Other adverse effects of NSAIDs include rashes, dermatitis, photosensitivity (requiring the use of sun block), dizziness, headache, nervousness, fatigue, drowsiness, fluid retention, anaphylaxis, bronchospasm, tinnitus, and visual disturbances. These symptoms are relatively rare in patients, and represent only patients who have serious allergic reactions to NSAIDs.
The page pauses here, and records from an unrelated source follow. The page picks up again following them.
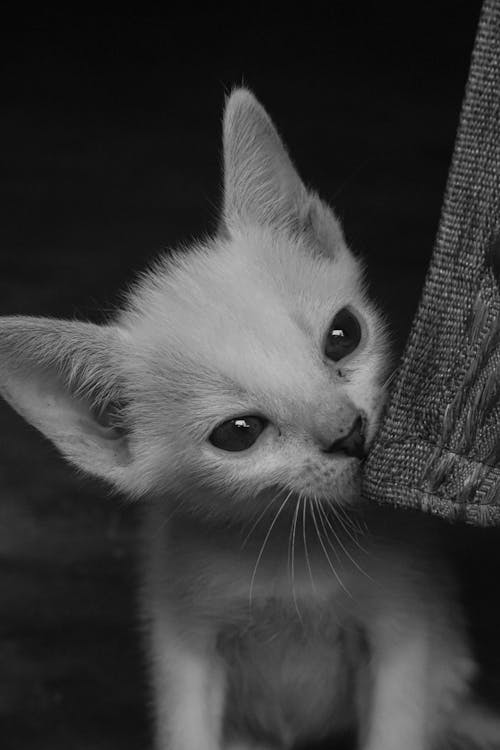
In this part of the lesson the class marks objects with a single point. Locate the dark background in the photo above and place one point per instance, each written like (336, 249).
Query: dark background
(110, 150)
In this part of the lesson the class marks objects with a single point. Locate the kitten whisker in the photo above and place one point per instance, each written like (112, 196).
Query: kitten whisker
(339, 540)
(328, 559)
(305, 506)
(350, 530)
(261, 552)
(293, 531)
(261, 516)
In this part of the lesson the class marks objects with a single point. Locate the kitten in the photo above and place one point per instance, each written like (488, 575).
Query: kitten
(236, 395)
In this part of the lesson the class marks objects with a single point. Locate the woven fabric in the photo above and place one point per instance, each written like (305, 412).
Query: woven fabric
(439, 445)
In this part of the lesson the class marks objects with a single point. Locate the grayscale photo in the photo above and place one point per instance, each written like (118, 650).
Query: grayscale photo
(250, 378)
The safety of the COX-2 inhibitors has been questioned with the industry withdrawal of rofecoxib (Vioxx) and valdecoxib (Bextra), due to increased risk of cardiovascular events.68 At this time, celecoxib (Celebrex) remains the only COX-2 inhibitor available for use by patients. Previous meta-analyses revealed that all nonselective NSAIDs may have increased cardiovascular risks, although the risks are relatively low when compared with the number of patients taking these medications. The athletic trainer and general consumer must remember that along with the benefits, potential adverse effects occur with any drug. Individual patient needs and risk factors must be considered to make the best drug therapy choices. The lowest possible effective dose should always be used to minimize the chance of adverse drug events.




Interactions


Because many NSAIDs are readily available over the counter, the athlete may be tempted to take NSAIDs such as ibuprofen with acetaminophen.9 These two drugs have different mechanisms of action, and therefore it is safe to combine them if the maximum dosage of over-the-counter NSAIDs is not providing enough analgesia. The athletic trainer is strongly encouraged to monitor the medication intake of all athletes, regardless of whether the medication is available without a prescription.10 If the athlete’s discomfort is not relieved, the team physician should be consulted about the condition. The athletic trainer also needs to educate the athlete that many products contain the same active ingredients and therefore care must be taken when taking medications of any kind.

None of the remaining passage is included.